Je suis tombée amoureuse de ce regard perdu.

Il était là, en face de moi dans le tramway, les sourcils froncés et tout son corps penché au dessus d’un vieux journal. Entre deux reniflements, il regardait les arrêts, les yeux toujours plissés : peut-être avait-il oublié ses lunettes. Il fixait une annonce, la relisait sans cesse comme si c’était la chose la plus précieuse qu’il possédait. Sur son front on commençait à apercevoir de petits plis, très discrets, déposés là par des préoccupations qui le dépassaient. Ses cheveux semblaient comme emprisonnés sous une couche phénoménale de gel, longs mais tirés en arrière, il ne fallait pas qu’ils débordent, surtout pas. Le col doublé en polaire de son manteau en cuir était relevé, appuyé contre son cou, comme un vampire des années 2000. Un gant noir couvrait sa main droite, peut-être qu’elle avait froid, ou qu’elle était plus délicate.

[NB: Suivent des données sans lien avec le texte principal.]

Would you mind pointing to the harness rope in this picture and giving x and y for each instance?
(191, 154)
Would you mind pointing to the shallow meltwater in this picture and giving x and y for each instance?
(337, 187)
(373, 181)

Peut-être qu’elle était jalouse, alors il fallait en prendre soin, lui montrer qu’elle comptait.
En quelques minutes, j’avais l’impression de déjà le connaître, de déjà l’apprécier : tous ces petits défauts qui chez d’autres m’auraient fait bondir, chez lui je leur trouvais un charme adolescent.

Il est descendu dans la nuit, alors que j’écrivais ces mots, le noir a happé son regard d’enfant. Et, au fond de moi, j’ai souhaité très fort qu’il se sente aimé.